My latest reminder came this morning from Tiny-Small’s preschool teacher. Let me back up a bit here and give you some history. Tiny-Small started going to a preschool part time. Usually two days a week, from 9am to 3pm. Sometimes she would go three days, but rarely. She also sometimes goes to a home daycare provider, someone she has been going to since she was two. She started attending the preschool in September of this year. At first she loved it and we were all excited. Eventually, though, the long days made her tired. Then she started getting bullied a bit by an older boy at the school. She complained about him off and on. Then she stopped wanting to go all together. By the end of October she was going sporadically at best. It was a fight every morning on the days she was scheduled to go and some days she was so distraught we decided not to take her. There were days she cried until she vomited. I was very concerned. She truly did not want to be there.
When Jim’s mom passed away at the beginning of November we kind of went into survival mode. We made plans to go to California and I knew that we would be getting home right before Thanksgiving so I called the school and said Tiny-Small wouldn’t be there for the entire month. I just knew it wasn’t going to happen. We were under a lot of stress and dealing with grief and just trying to maintain some level of calm and organization. Plus the school was going to be closed the week before Thanksgiving anyway.
We brought Tiny-Small back to school on December first. To our surprise she actually wanted to go. She was genuinely excited that morning as we dropped her off, but when she came home that afternoon she said she didn’t want to go back. She only wanted to go to the home daycare from now on.
I understood. She’d been through a lot of change and has endured a lot of stressful moments lately. Our schedule has been messy and now the holidays are making it difficult to return to a familiar routine. She likes the comfort of the home daycare.

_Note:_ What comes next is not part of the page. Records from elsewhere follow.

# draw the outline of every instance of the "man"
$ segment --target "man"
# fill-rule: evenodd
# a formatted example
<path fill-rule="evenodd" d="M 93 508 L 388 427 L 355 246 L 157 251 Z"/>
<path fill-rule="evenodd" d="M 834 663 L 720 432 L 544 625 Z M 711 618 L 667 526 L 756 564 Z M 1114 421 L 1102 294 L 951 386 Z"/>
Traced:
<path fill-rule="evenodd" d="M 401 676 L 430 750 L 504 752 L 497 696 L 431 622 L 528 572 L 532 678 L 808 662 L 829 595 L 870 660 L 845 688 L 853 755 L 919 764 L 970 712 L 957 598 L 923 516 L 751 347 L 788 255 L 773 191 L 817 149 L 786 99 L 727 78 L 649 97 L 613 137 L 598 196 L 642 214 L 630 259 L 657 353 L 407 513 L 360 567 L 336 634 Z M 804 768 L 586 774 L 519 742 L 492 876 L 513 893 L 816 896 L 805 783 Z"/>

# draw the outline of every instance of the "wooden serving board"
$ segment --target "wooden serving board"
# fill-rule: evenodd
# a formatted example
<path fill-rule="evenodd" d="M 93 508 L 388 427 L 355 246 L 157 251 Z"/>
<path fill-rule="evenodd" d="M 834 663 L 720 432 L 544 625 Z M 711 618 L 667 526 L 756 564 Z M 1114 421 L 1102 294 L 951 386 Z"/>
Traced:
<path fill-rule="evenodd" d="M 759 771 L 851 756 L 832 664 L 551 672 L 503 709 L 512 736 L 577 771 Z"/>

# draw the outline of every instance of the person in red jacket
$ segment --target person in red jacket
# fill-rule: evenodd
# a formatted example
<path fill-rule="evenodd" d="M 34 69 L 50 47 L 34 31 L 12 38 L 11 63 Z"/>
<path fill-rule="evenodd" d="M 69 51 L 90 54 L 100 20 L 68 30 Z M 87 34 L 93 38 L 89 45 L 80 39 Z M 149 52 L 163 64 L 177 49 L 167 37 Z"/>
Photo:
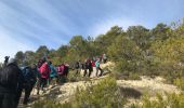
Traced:
<path fill-rule="evenodd" d="M 41 81 L 40 81 L 40 86 L 41 90 L 43 91 L 43 87 L 45 87 L 47 82 L 50 78 L 50 72 L 51 69 L 49 67 L 49 64 L 45 62 L 40 68 L 39 68 L 40 75 L 41 75 Z"/>

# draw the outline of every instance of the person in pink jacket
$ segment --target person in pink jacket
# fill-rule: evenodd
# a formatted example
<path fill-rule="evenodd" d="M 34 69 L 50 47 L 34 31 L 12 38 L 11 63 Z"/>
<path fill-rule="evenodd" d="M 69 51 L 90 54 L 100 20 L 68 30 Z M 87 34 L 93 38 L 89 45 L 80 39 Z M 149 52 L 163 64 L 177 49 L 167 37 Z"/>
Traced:
<path fill-rule="evenodd" d="M 40 86 L 41 90 L 43 91 L 43 87 L 45 87 L 47 82 L 50 77 L 51 69 L 49 67 L 49 64 L 45 62 L 40 68 L 39 68 L 40 75 L 41 75 L 41 81 L 40 81 Z"/>

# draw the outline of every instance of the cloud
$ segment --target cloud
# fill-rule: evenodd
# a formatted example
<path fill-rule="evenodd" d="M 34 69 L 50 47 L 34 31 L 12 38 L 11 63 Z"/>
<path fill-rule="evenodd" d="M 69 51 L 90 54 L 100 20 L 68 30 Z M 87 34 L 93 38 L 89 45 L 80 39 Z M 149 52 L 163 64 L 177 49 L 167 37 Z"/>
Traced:
<path fill-rule="evenodd" d="M 97 37 L 98 35 L 106 33 L 113 26 L 122 27 L 126 30 L 129 26 L 139 25 L 137 22 L 123 18 L 123 17 L 114 17 L 114 18 L 106 18 L 96 22 L 88 31 L 90 36 Z"/>
<path fill-rule="evenodd" d="M 4 60 L 4 56 L 14 57 L 16 52 L 27 50 L 35 51 L 35 46 L 16 41 L 14 38 L 0 32 L 0 63 Z"/>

She knows everyone there. She’s accepted and happy there. It’s her safe place. Still, I didn’t want to give up on the preschool. I figured maybe if she just went more, or more consistently, or if we worked out what was upsetting her so much she’d like it better. I argued with Jim that he needed to get her there on time and pick her up on time because he is always late…ALWAYS late, but he’s doing his best. The ADHD sometimes gets in the way. Still, the being late does not make Tiny-Small popular with the teachers or the students. I figured it was likely contributing to her discomfort at school. But that wasn’t all of it, it was also a long day and the kids were often running wild and unsupervised. Not to mention the grades range from pre-k to high school. That’s a lot of age groups all in one place. Maybe it was all too much for her to navigate or take in at the age of four. Maybe she couldn’t handle so many people. She seems to prefer small groups like I do. Maybe she needs more structure and clear boundaries to feel successful and secure and maybe she’s just not mature enough to understand the dynamics and relationships 7 and 8-year-old kids have with each other. There were many factors to consider. Then, of course, there was the boy she kept talking about who seemed to really bother her and make her not want to be there. Still, I was sure these were all obstacle we could overcome with perseverance and more effort.
So, we fought about preschool for three more days. Tiny-Small didn’t want to go. Jim resented having to get her there at nine. I struggled with enforcing good attitudes and schedules.
Anyway, with all of this running through my mind this morning her teacher pulled me aside when I dropped her off. He wanted to know if she was going to start coming more consistently or on scheduled days. It was obvious he was annoyed with our seemingly cavalier approach toward school attendance and I couldn’t blame him. Her sporadic attendance was interfering with his lesson plans and he never knew if he needed more or fewer materials. He thought the fact that she wasn’t there consistently made it hard for her to get past her shyness with the other kids (another thing that baffled Jim and I because she is not typically a shy person in any other setting). I understood the teachers dilemma and irritation. I also felt like a terrible parent. I told him she didn’t want to come and I didn’t know why and I felt bad making her go. I explained that my husband struggled to get her there on time and when he was running really late thought it was better not to take her and disrupt the class. I told him I had been trying to create a more compatible schedule, but that it never seemed to work out. Then he asked, “Doesn’t she go to another school sometimes?” I said she went to a home daycare. Then he asked me, “Well, is that working well?” I said it was. Then he just stared at me. I was saved by another parent interrupting to ask a question. The teacher smiled at me and said, “Well, do what you can.”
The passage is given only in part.